Theoretical Analysis of Sparse Subspace Clustering with Missing Entries
This addresses a theoretical gap for researchers in machine learning and computer vision, but it is incremental as it extends existing SSC analysis to incomplete data.
The paper tackles the problem of Sparse Subspace Clustering (SSC) with missing data by providing theoretical guarantees and showing that projecting zero-filled data onto the observation pattern improves performance, with analytical establishment of this improvement.
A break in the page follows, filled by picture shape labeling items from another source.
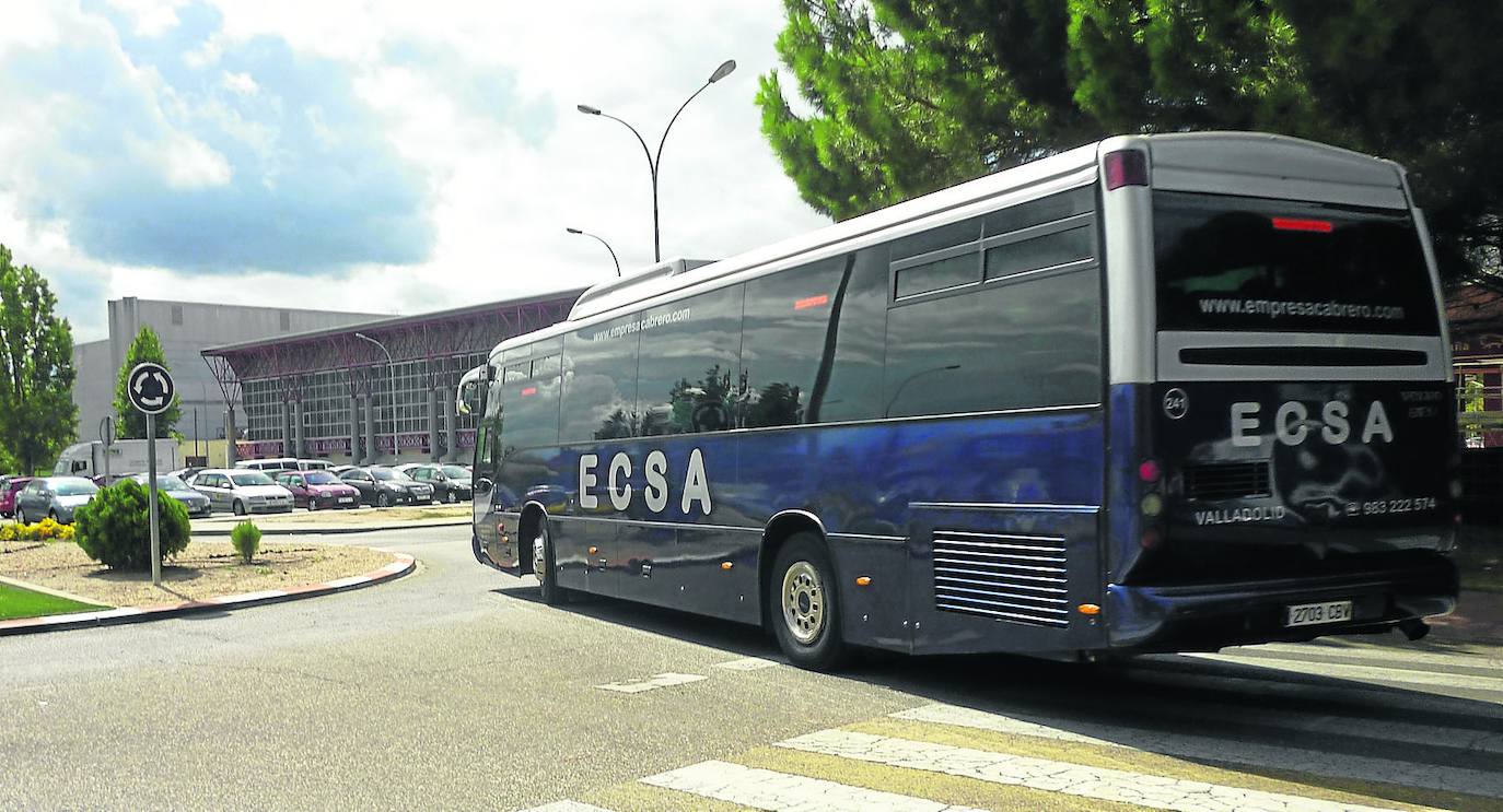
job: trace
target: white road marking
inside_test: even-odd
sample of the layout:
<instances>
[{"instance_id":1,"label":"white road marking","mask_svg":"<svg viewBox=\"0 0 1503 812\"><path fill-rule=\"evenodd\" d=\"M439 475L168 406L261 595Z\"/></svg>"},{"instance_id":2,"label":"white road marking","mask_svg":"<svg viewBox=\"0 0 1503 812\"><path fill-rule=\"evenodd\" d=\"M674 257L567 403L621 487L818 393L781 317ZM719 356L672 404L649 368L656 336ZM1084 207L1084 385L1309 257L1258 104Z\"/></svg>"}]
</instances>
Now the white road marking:
<instances>
[{"instance_id":1,"label":"white road marking","mask_svg":"<svg viewBox=\"0 0 1503 812\"><path fill-rule=\"evenodd\" d=\"M1178 732L1160 732L1121 725L1073 722L1034 716L1036 720L1015 719L956 705L923 705L893 714L897 719L935 722L962 728L987 729L1012 735L1036 735L1057 741L1127 747L1196 761L1219 761L1225 764L1257 764L1278 767L1327 777L1354 777L1426 789L1450 789L1474 795L1503 797L1503 774L1462 767L1443 767L1347 755L1320 749L1297 749L1278 744L1258 744L1235 738L1216 738ZM1040 723L1045 722L1045 723ZM1318 747L1320 741L1311 744Z\"/></svg>"},{"instance_id":2,"label":"white road marking","mask_svg":"<svg viewBox=\"0 0 1503 812\"><path fill-rule=\"evenodd\" d=\"M622 680L619 683L597 684L595 687L601 690L615 690L618 693L642 693L643 690L655 690L658 687L672 687L676 684L697 683L699 680L708 680L708 677L700 677L699 674L657 674L648 677L646 680L628 681Z\"/></svg>"},{"instance_id":3,"label":"white road marking","mask_svg":"<svg viewBox=\"0 0 1503 812\"><path fill-rule=\"evenodd\" d=\"M762 668L773 668L777 660L768 660L762 657L741 657L739 660L717 662L714 668L724 668L726 671L758 671Z\"/></svg>"},{"instance_id":4,"label":"white road marking","mask_svg":"<svg viewBox=\"0 0 1503 812\"><path fill-rule=\"evenodd\" d=\"M906 767L990 783L1027 786L1085 798L1136 803L1151 809L1172 809L1178 812L1232 812L1243 809L1266 812L1369 812L1384 809L839 729L800 735L788 741L779 741L777 746L890 767Z\"/></svg>"},{"instance_id":5,"label":"white road marking","mask_svg":"<svg viewBox=\"0 0 1503 812\"><path fill-rule=\"evenodd\" d=\"M981 812L897 792L848 786L818 777L705 761L642 779L642 783L678 789L768 812Z\"/></svg>"},{"instance_id":6,"label":"white road marking","mask_svg":"<svg viewBox=\"0 0 1503 812\"><path fill-rule=\"evenodd\" d=\"M1214 662L1231 662L1279 671L1294 671L1317 677L1339 680L1366 680L1375 683L1423 684L1440 687L1465 687L1473 690L1503 692L1503 677L1479 677L1474 674L1440 674L1437 671L1410 671L1396 665L1345 665L1335 662L1285 660L1278 657L1238 654L1183 654Z\"/></svg>"},{"instance_id":7,"label":"white road marking","mask_svg":"<svg viewBox=\"0 0 1503 812\"><path fill-rule=\"evenodd\" d=\"M523 809L522 812L610 812L610 809L591 803L580 803L577 800L556 800L553 803L544 803L543 806Z\"/></svg>"}]
</instances>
Sparse Subspace Clustering (SSC) is a popular unsupervised machine learning method for clustering data lying close to an unknown union of low-dimensional linear subspaces; a problem with numerous applications in pattern recognition and computer vision. Even though the behavior of SSC for complete data is by now well-understood, little is known about its theoretical properties when applied to data with missing entries. In this paper we give theoretical guarantees for SSC with incomplete data, and analytically establish that projecting the zero-filled data onto the observation pattern of the point being expressed leads to a substantial improvement in performance. The main insight that stems from our analysis is that even though the projection induces additional missing entries, this is counterbalanced by the fact that the projected and zero-filled data are in effect incomplete points associated with the union of the corresponding projected subspaces, with respect to which the point being expressed is complete. The significance of this phenomenon potentially extends to the entire class of self-expressive methods.